The channel theory


I am waiting to put the hands on my new Oculus Rift ( I also have the first release dk1 ) and I was thinking on how to know if a new device will be a success .

There is a parameter normally underestimate or absolutely not taken into account in the new devices.

It is the size of the communication channel from the user and the device . This is one of the most important and perhaps the most important index to estimate how much a technology will be an advance .

For the Oculus Rift and in general a virtual reality device it is a great increment in the communication channel . The user get an image for each eye and every image can saturate the input channel of each eye, it is possible to create a device with an image definition such that an eye is not able detect more details and also cover completely the field of view of each eye . It is impossible for a monitor to reach the same saturation even increasing ten or hundred times the resolution because the user is not in a fixed position and probably the 50% or more of the information output from a monitor are lost .

That is only an analysis of the 2d but a virtual reality device output stereoscopic images giving a depth information so it give a 3d component .

The last component is the movement , every head movement, rotation give a different image that means another great increase of the information the user receive .

So the increase of the information given to the user from a V.R. device is so big compared to the monitors that every other side-effect is secondary .

This means that this device will not be only a nerdy device , it will be deployed in the future to a very wide range of users .

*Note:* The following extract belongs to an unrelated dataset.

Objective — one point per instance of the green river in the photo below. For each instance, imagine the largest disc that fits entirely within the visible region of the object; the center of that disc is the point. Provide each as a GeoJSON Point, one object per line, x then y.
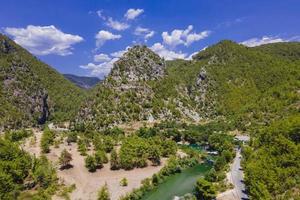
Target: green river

By this analysis what I suggest is not to put too much effort to solve sickness side-effect problems it is only a problem for people not enough trained to use the device ( something like to give a mouse to someone for the first time ) what really matter is the size of the channel so the direction of the development should be to increase the definition, increase the resolution!


Parallelizing again

This is the last release I compiled of The Cellular Automata 1D evolver on GPU by CUDA


This is more than 1 year old , optimized for GPU with about 500 cores . The new gpus by nvidia have “only” about 2500 “only” a factor of 5 but for the same price is possible to buy 4000~5000 cores from the amd gpus like 7xxx and soon the 8xxx series . There is also an advancing of the OpenCL supported by AMD , NVIDIA , INTEL ,  I am not sure if it is possible to reach the same computational power by OpenCL and I am sure there are problems on how the different brands implement the language so it is not so easy to write OpenCL programs working for different gpu of the same brand and for different brand but OpenCL let me work with different hardware solutions and perhaps I can reach a factor of 10x using OpenCL ( my main doubt is if it is possible to implement synchronization tricks I use on CUDA  tricks that let me gain a 5x factor of speedup! ).

The first amd card I bought is the gigabyte 7970


And with its 2048 overclock-able cores can reach about 6~7  times the computational work of my good geforce 480 ( it is a very good card , it worked nights and days for years without hesitations ).

Ok 6x time faster is not enough  for me , not enough to reimplement everything so my plan is to buy another one, a 7970 or 8970 when available and to work with a minimum of 2048+2560 ( or ~2300 )  and an increasing speed of about 10x . This configuration of multi-gpu give me the opportunity to implement another level of parallelization.

The current implementation of the evolver is a multicore level where the memory of the gpu is shared ( there are different levels of shared memory) for all the cores this feature let to each thread to compute value reading the result of other threads (every cell is the result of previous 3 cells ) .  The management of computational resource without shared memory let to expand the system to many levels of parallelization.


The above image show different triangles each one representing a computational job where the information shared by the computational job is the perimeter of the triangle . The red triangles to be computed need the base of the yellow triangle and the computation proceed reducing its size so there is no other information required. The base of the red triangles can be computed by a yellow triangle which need the information of the 2 side computed by 2 red triangles so we have a dependence where each red triangle need one yellow triangle which need 2 red triangles.

The size of the triangles will depend on the power of the computational units and the power of the transmission channels . It is also possible to recursively split a triangle into sub-triangles and this can be useful if there are different levels of computational units ( multi-gpu , multi-pc , computing grid ).

Given a triangle with a base size of B its perimeter is B*2 and this is the size of the communication in/out for this triangle . The number of cells computed in the triangle is (B/2)^2 .

So given C cells computation over 1 cell communication the size of the triangle by its base B should be B=8*C . This size let you to have no idle time due to synchronization.